Some Western delegates did, however, express satisfaction over their efforts to raise human rights as a significant issue in the on-going debate between East and West.

Goldberg told delegates in an open plenary session that United States would continue to speak out on human rights - despite Soviet claims that this constitutes interference in other countries' internal affairs.

Although the most important decision taken in Belgrade has been an agreement to meet again in 1980, Western delegates are at pains to emphasize that this does not mean the conference has been a worthless exercise.

Golberg said this was the first time that cases of individual human rights violations had been raised at a multilateral gathering, adding that it was no longer possible to pretend that such questions were irrevelant to the implementation of the Helsinki Declaration or damaging to detente.

"We live in the real world, not one of make-believe. We cannot make our world a better one if we turn a blind eye to its faults," he told delegates.

The failure to agree on a substantive concluding document reflects widely differing interpretations of the Helsinki Declaration. While Western delegates consistently put more emphasis on the human rights provisions in the declaration, the East Europeans were more interested in security and military detente.

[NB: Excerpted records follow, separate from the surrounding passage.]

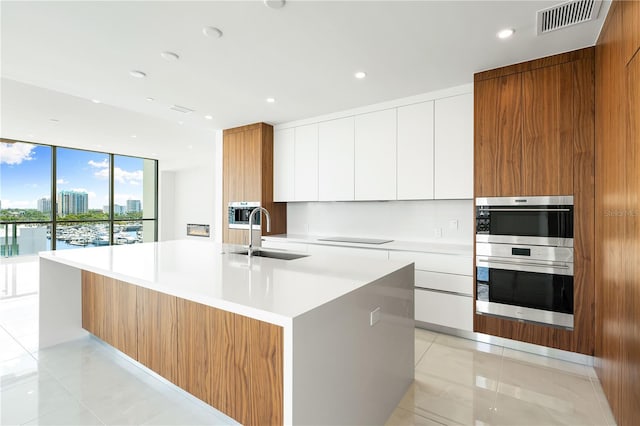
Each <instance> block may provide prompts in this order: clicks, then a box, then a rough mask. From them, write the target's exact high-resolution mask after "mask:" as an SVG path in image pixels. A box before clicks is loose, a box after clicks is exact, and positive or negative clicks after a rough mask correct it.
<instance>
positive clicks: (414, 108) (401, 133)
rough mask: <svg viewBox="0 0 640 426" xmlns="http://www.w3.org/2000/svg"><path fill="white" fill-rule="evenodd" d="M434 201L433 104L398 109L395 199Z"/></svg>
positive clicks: (412, 106)
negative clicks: (433, 171) (396, 184)
mask: <svg viewBox="0 0 640 426" xmlns="http://www.w3.org/2000/svg"><path fill="white" fill-rule="evenodd" d="M432 198H433V101H429V102H422V103H419V104H415V105H408V106H405V107H400V108H398V200H424V199H432Z"/></svg>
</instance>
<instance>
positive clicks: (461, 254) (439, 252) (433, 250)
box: [262, 234, 473, 256]
mask: <svg viewBox="0 0 640 426" xmlns="http://www.w3.org/2000/svg"><path fill="white" fill-rule="evenodd" d="M334 236H335V235H326V236H318V235H304V234H280V235H268V236H263V237H262V239H264V240H266V241H282V240H286V241H287V242H292V243H301V244H320V245H327V246H342V247H358V248H366V249H372V250H397V251H417V252H422V253H440V254H451V255H463V256H472V255H473V245H472V244H460V243H440V242H435V241H434V242H432V241H395V240H394V241H392V242H389V243H384V244H358V243H351V242H349V243H346V242H336V241H320V238H327V237H334Z"/></svg>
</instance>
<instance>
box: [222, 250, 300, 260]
mask: <svg viewBox="0 0 640 426" xmlns="http://www.w3.org/2000/svg"><path fill="white" fill-rule="evenodd" d="M247 253H248V250H244V251H237V252H235V253H234V254H243V255H245V256H246V255H247ZM251 256H256V257H268V258H271V259H281V260H294V259H300V258H301V257H307V256H309V255H308V254H297V253H285V252H281V251H266V250H254V251H253V253H251Z"/></svg>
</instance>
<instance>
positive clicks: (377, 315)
mask: <svg viewBox="0 0 640 426" xmlns="http://www.w3.org/2000/svg"><path fill="white" fill-rule="evenodd" d="M378 321H380V306H378V307H377V308H375V309H374V310H373V311H371V313H370V314H369V325H370V326H371V327H373V326H374V325H376V324H377V323H378Z"/></svg>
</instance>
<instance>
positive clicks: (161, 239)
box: [158, 131, 222, 241]
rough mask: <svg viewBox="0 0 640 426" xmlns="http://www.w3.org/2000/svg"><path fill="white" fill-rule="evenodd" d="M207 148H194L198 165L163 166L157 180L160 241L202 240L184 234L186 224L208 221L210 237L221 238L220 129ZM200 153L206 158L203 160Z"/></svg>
mask: <svg viewBox="0 0 640 426" xmlns="http://www.w3.org/2000/svg"><path fill="white" fill-rule="evenodd" d="M213 139H214V140H212V141H211V144H210V146H209V147H207V148H206V149H202V150H200V151H198V152H193V153H192V155H193V156H195V157H197V164H198V165H197V166H194V167H189V168H181V169H177V170H162V163H160V181H159V189H158V192H159V198H160V200H159V202H160V204H159V216H160V217H159V220H160V223H159V224H160V227H159V228H160V235H159V237H158V240H159V241H167V240H173V239H194V240H204V239H205V238H203V237H194V236H187V224H189V223H194V224H207V225H209V229H210V233H211V234H210V237H209V240H214V241H222V232H221V227H222V216H221V212H222V207H221V205H222V201H221V200H222V132H221V131H218V132H216V134H215V137H214V138H213ZM203 156H204V157H205V158H208V159H209V160H208V161H206V162H203V161H202V158H203Z"/></svg>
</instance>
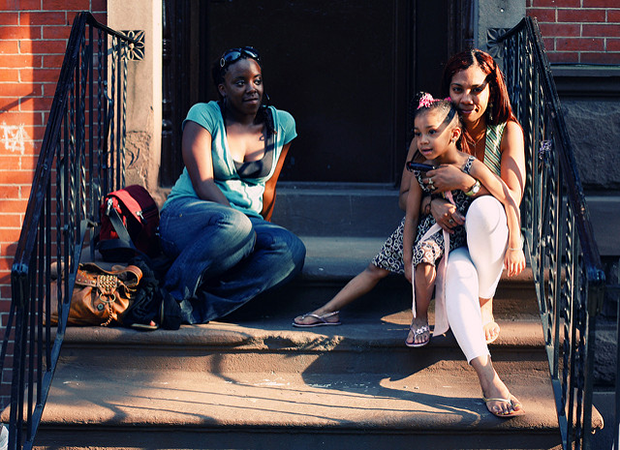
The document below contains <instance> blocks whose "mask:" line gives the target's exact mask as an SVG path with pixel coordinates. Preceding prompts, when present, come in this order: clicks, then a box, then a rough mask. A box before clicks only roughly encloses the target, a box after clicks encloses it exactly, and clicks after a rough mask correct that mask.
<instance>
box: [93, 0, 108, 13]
mask: <svg viewBox="0 0 620 450" xmlns="http://www.w3.org/2000/svg"><path fill="white" fill-rule="evenodd" d="M90 10H91V11H98V12H104V13H105V12H106V11H107V3H106V0H91V2H90Z"/></svg>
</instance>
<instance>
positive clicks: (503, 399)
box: [482, 397, 525, 419]
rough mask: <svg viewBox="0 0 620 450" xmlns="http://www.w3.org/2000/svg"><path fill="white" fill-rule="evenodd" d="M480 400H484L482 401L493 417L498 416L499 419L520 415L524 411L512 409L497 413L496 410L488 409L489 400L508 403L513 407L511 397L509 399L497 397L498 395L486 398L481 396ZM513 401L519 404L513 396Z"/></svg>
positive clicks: (519, 409)
mask: <svg viewBox="0 0 620 450" xmlns="http://www.w3.org/2000/svg"><path fill="white" fill-rule="evenodd" d="M513 398H514V397H513ZM482 400H484V403H485V405H486V406H487V410H488V411H489V412H490V413H491V414H493V415H494V416H495V417H499V418H500V419H508V418H510V417H516V416H522V415H524V414H525V411H524V410H523V409H517V410H513V411H512V412H509V413H498V412H494V411H491V409H489V402H501V403H508V404H509V405H510V406H512V407H513V408H514V407H515V404H514V403H513V402H512V399H510V398H499V397H491V398H486V397H482ZM515 401H516V403H517V404H518V405H521V404H520V403H519V401H518V400H517V399H516V398H515Z"/></svg>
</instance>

There were even differences over what consitutes basic human rights. In his closing address, chief Czechoslovak Delegate Richard Dvorak accused the West of a "one-sided approach to human rights" - ignoring to social and economic rights like full employment and the right to live in peace in favor of the rights of a handful of individuals.

Talking to reporters, chief Soviet delegate Yuli Vorontosov described American insistence of human rights as "a political campaign conducted for specific political reasons." "Like other such campaigns, it is bound to fail," he said.

The agreement on the concluding document came after the meeting had been held up for five days at Malta's insistence that more attention be paid to security in the Mediterranean. In the end, this was resolved with the compromise that the topic would be discussed at the Madrid meeting.

Most disappointed at the outcome of the conference are neutral delegates who saw it as an alternative to secret bilateral diplomacy between the big powers. They were not as concerned with human rights as the West, but did want the conference to end by taking important political decisions.

None of the more than 100 proposals submitted to the conference was approved.These included measures to protect from official persecution individuals and groups monitoring implementation of the Helsinki accords, clearly aimed at the Soviet Union, further steps to promote emigration, reunification of families and other human rights.

"The conference was a 1 per cent success and a 99 per cent failure," said Swiss delegate Rudolf Bindschedler. He said apart from the 1980 conference in Madrid and several meetings before then to discuss specific issues, the status quo continues.

Representatives of the 35 signatories of the Helsinki Declaration did agree to establish a working group on the peaceful settlement of disputes that will meet in Switzerland, a forum on scientific cooperation to be held in Germany, and a panel of Mediterranean experts who will meet in Malta. The duration of each meeting is limited to six weeks.

The conference is likely to end today with closing speeches from the remaining delegations, including the Soviet Union.